Pandox (STO:PNDX B) Takes On Some Risk With Its Use Of Debt

The external fund manager backed by Berkshire Hathaway's Charlie Munger, Li Lu, makes no bones about it when he says 'The biggest investment risk is not the volatility of prices, but whether you will suffer a permanent loss of capital. So it might be obvious that you need to consider debt, when you think about how risky any given stock is, because too much debt can sink a company. Importantly, Pandox AB (publ) (STO:PNDX B) does carry debt. But is this debt a concern to shareholders?

What Risk Does Debt Bring?

Debt is a tool to help businesses grow, but if a business is incapable of paying off its lenders, then it exists at their mercy. If things get really bad, the lenders can take control of the business. However, a more usual (but still expensive) situation is where a company must dilute shareholders at a cheap share price simply to get debt under control. By replacing dilution, though, debt can be an extremely good tool for businesses that need capital to invest in growth at high rates of return. The first thing to do when considering how much debt a business uses is to look at its cash and debt together.

See our latest analysis for Pandox

What Is Pandox's Net Debt?

As you can see below, at the end of September 2019, Pandox had kr30.2b of debt, up from kr27.9b a year ago. Click the image for more detail. And it doesn't have much cash, so its net debt is about the same.

OM:PNDX B Historical Debt, November 19th 2019
OM:PNDX B Historical Debt, November 19th 2019

A Look At Pandox's Liabilities

The latest balance sheet data shows that Pandox had liabilities of kr6.79b due within a year, and liabilities of kr32.5b falling due after that. Offsetting these obligations, it had cash of kr530.0m as well as receivables valued at kr520.0m due within 12 months. So it has liabilities totalling kr38.3b more than its cash and near-term receivables, combined.

When you consider that this deficiency exceeds the company's kr37.3b market capitalization, you might well be inclined to review the balance sheet intently. Hypothetically, extremely heavy dilution would be required if the company were forced to pay down its liabilities by raising capital at the current share price.

We measure a company's debt load relative to its earnings power by looking at its net debt divided by its earnings before interest, tax, depreciation, and amortization (EBITDA) and by calculating how easily its earnings before interest and tax (EBIT) cover its interest expense (interest cover). This way, we consider both the absolute quantum of the debt, as well as the interest rates paid on it.

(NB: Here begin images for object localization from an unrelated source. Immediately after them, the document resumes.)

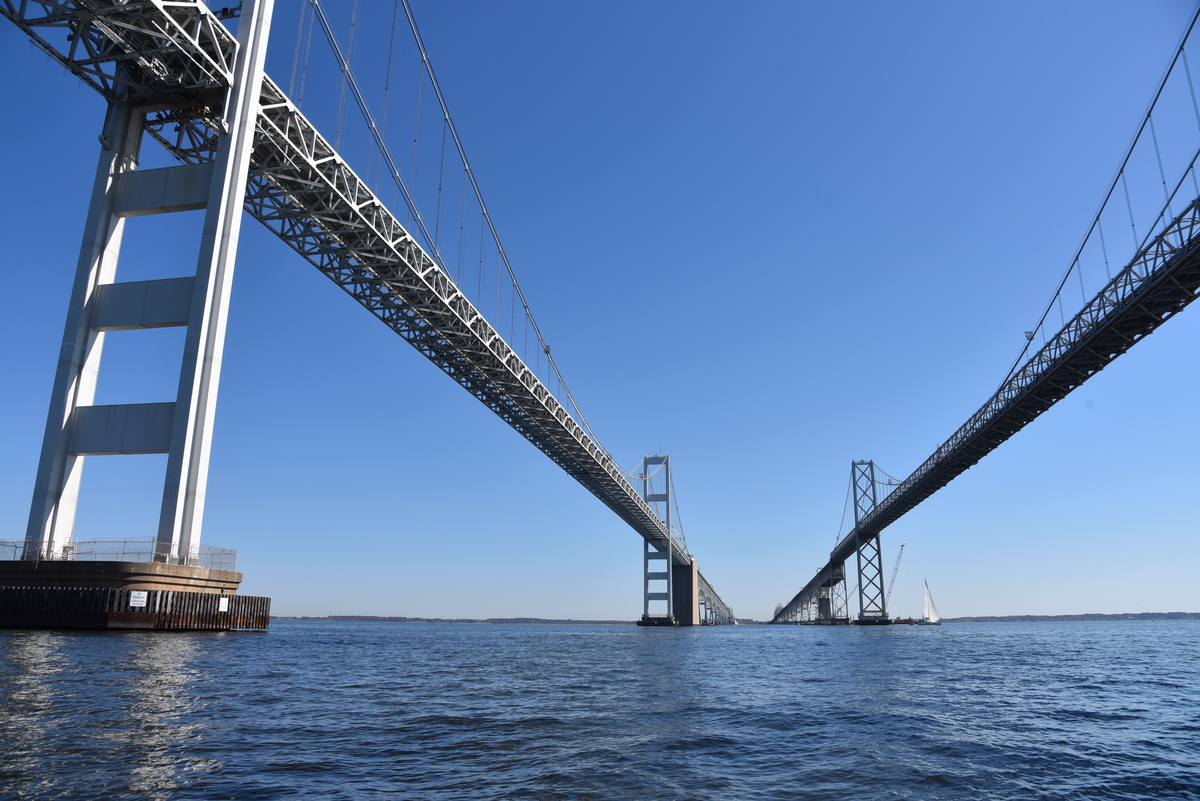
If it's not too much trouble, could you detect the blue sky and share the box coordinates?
[1,1,1198,620]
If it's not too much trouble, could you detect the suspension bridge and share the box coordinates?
[0,0,733,626]
[772,8,1200,624]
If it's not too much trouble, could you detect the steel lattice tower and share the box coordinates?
[851,461,889,624]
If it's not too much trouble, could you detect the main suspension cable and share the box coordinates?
[311,0,640,481]
[668,467,690,555]
[999,4,1200,387]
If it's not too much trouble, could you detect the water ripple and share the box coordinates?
[0,622,1198,799]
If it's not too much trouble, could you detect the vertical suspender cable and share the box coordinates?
[312,0,637,479]
[1150,116,1172,214]
[1098,220,1112,280]
[997,4,1200,386]
[397,0,614,453]
[372,0,401,191]
[457,168,467,284]
[434,118,447,249]
[296,3,316,108]
[477,216,485,305]
[334,0,360,151]
[288,2,307,97]
[1122,171,1139,247]
[1185,49,1200,129]
[409,64,422,226]
[308,0,445,268]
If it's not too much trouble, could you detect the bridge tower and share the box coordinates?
[637,455,700,626]
[23,0,274,568]
[851,460,890,624]
[640,455,673,623]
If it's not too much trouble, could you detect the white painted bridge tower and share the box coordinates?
[23,0,275,564]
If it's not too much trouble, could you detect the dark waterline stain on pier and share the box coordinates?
[1,621,1198,800]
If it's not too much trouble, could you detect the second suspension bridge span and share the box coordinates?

Weak interest cover of 2.0 times and a disturbingly high net debt to EBITDA ratio of 9.5 hit our confidence in Pandox like a one-two punch to the gut. The debt burden here is substantial. On a slightly more positive note, Pandox grew its EBIT at 13% over the last year, further increasing its ability to manage debt. When analysing debt levels, the balance sheet is the obvious place to start. But ultimately the future profitability of the business will decide if Pandox can strengthen its balance sheet over time. So if you're focused on the future you can check out this free report showing analyst profit forecasts.

But our final consideration is also important, because a company cannot pay debt with paper profits; it needs cold hard cash. So we clearly need to look at whether that EBIT is leading to corresponding free cash flow. Over the most recent three years, Pandox recorded free cash flow worth 67% of its EBIT, which is around normal, given free cash flow excludes interest and tax. This free cash flow puts the company in a good position to pay down debt, when appropriate.

Our View

While Pandox's interest cover makes us cautious about it, its track record of managing its debt, based on its EBITDA, is no better. But on the brighter side of life, its conversion of EBIT to free cash flow leaves us feeling more frolicsome. When we consider all the factors discussed, it seems to us that Pandox is taking some risks with its use of debt. While that debt can boost returns, we think the company has enough leverage now. Over time, share prices tend to follow earnings per share, so if you're interested in Pandox, you may well want to click here to check an interactive graph of its earnings per share history.

If, after all that, you're more interested in a fast growing company with a rock-solid balance sheet, then check out our list of net cash growth stocks without delay.

We aim to bring you long-term focused research analysis driven by fundamental data. Note that our analysis may not factor in the latest price-sensitive company announcements or qualitative material.

If you spot an error that warrants correction, please contact the editor at editorial-team@simplywallst.com. This article by Simply Wall St is general in nature. It does not constitute a recommendation to buy or sell any stock, and does not take account of your objectives, or your financial situation. Simply Wall St has no position in the stocks mentioned. Thank you for reading.